Once a proof-of-concept cluster is deployed and tested on the cloud, based on cost considerations, one may want to continue with it or proceed with a real hardware
implementation in one’s local datacenter.


Once the cluster is setup, it is time to harness the behavior of customers to help make user recommendations. Today,tools enable learn relationships between users and items every N hours. Usually these relationships don’t change often—people who buy a Canon camera also buy a Canon battery pack. And using Mahout one can recommend a product to a new user with no history. Combined with the analysis of unstructured data (such as liking and commenting on Facebook posts), advertising firms are able to track and predict the user’s behavioral history and provide personalized ads. The plus for eCommerce firms is that they can get increasingly specific about their target audience.

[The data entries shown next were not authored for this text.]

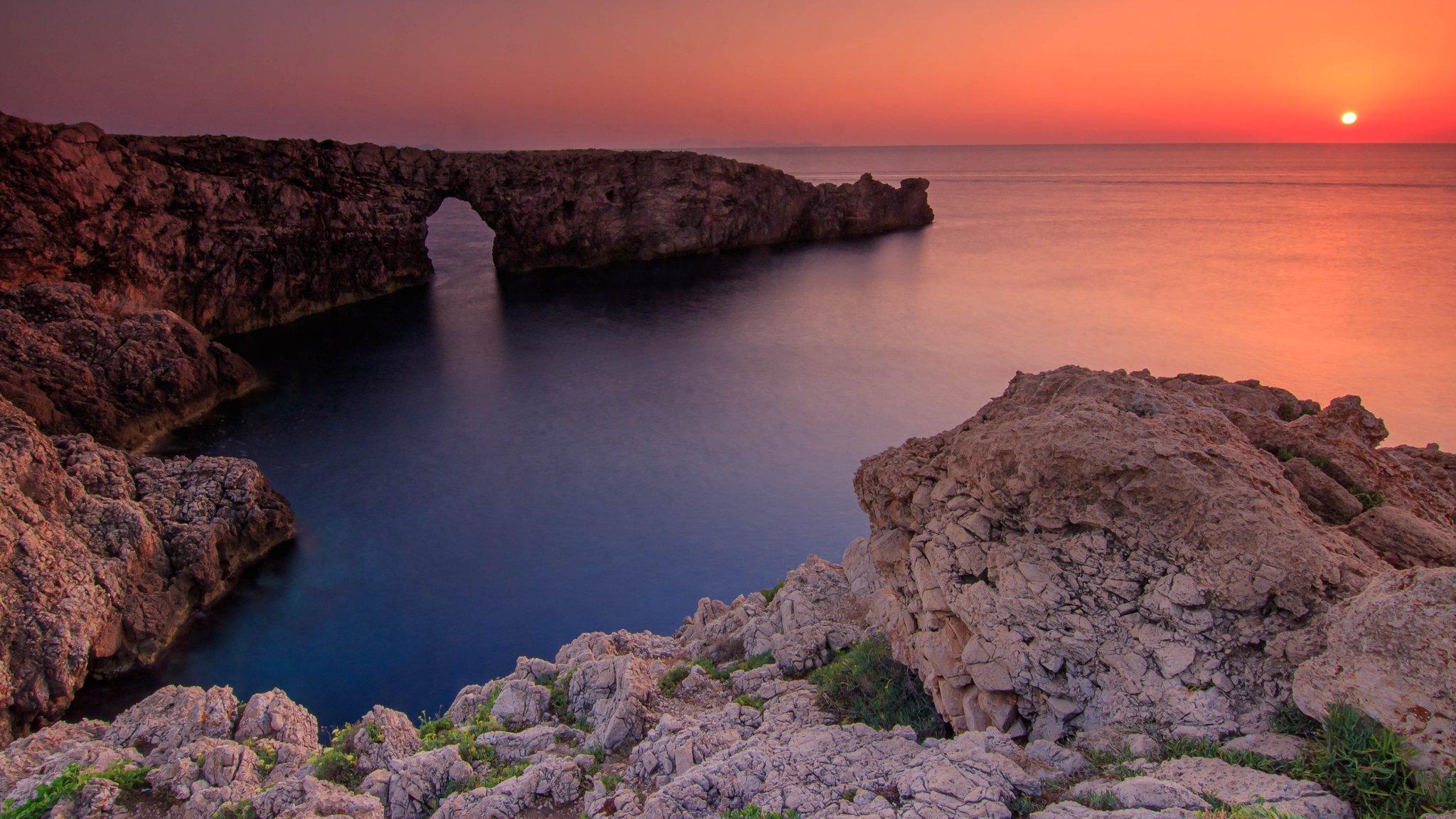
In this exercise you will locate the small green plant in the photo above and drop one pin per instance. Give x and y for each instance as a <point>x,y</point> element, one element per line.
<point>129,777</point>
<point>336,763</point>
<point>1369,766</point>
<point>754,812</point>
<point>1021,806</point>
<point>498,776</point>
<point>65,786</point>
<point>867,685</point>
<point>132,778</point>
<point>236,810</point>
<point>375,732</point>
<point>1289,719</point>
<point>672,680</point>
<point>267,756</point>
<point>1098,801</point>
<point>1368,498</point>
<point>772,592</point>
<point>1244,812</point>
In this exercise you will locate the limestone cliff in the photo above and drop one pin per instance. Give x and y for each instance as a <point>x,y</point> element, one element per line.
<point>1108,548</point>
<point>77,365</point>
<point>105,554</point>
<point>235,233</point>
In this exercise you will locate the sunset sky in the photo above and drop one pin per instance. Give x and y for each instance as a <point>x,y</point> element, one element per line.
<point>552,73</point>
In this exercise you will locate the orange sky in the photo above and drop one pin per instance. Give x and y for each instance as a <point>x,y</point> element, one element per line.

There are several business benefits of building predictive models on big data for eCommerce firms. Apart from higher customer satisfaction and increased sales, it also
shortens lead times and waiting cycles. Amazon, who has always wanted to reduce its shipping time, has filed a patent to predict consumer purchase before it actually happens (based on the user’s browsing pattern).

Another area where predictive analytics is used is in the propensity models. Metrics such as propensity to engage (predicts the likelihood of a customer opening your email); propensity to convert (the likelihood of a customer to accept your offer); and propensity to buy (identifies customers ready to make their purchase) play a crucial role in shaping the marketing campaigns and increasing the effectiveness of every marketing dollar. It is also important for online service providers who spend a significant amount of money in user adoption / acquisition.

With the advent of SaaS providers who have built their own number crunchers and adopted proprietary analytics, it is now possible to leverage several of these techniques
on a pay-as-you-go model.

This might be as simple as placing a ‘tracking’ code snippet on one’s website to sending customer behavior data via their APIs. This allows one to harness the models without having to actually build the platform. Most of them promise increased customer acquisition, maximizing per-customer revenue/ profitability, and improved retention.

Big data analysts are increasingly adopting newer tools and techniques in the ever-competitive eCommerce space to increase focus on customer acquisition. Today, the role of a data analyst is not limited to making proficient use of the latest tech in finding solutions and reaching crucial conclusions.

Specialized skills to detect eCommerce fraud, understand and predict user behavior
have given rise to a new era of ‘Business by Engaging Customers.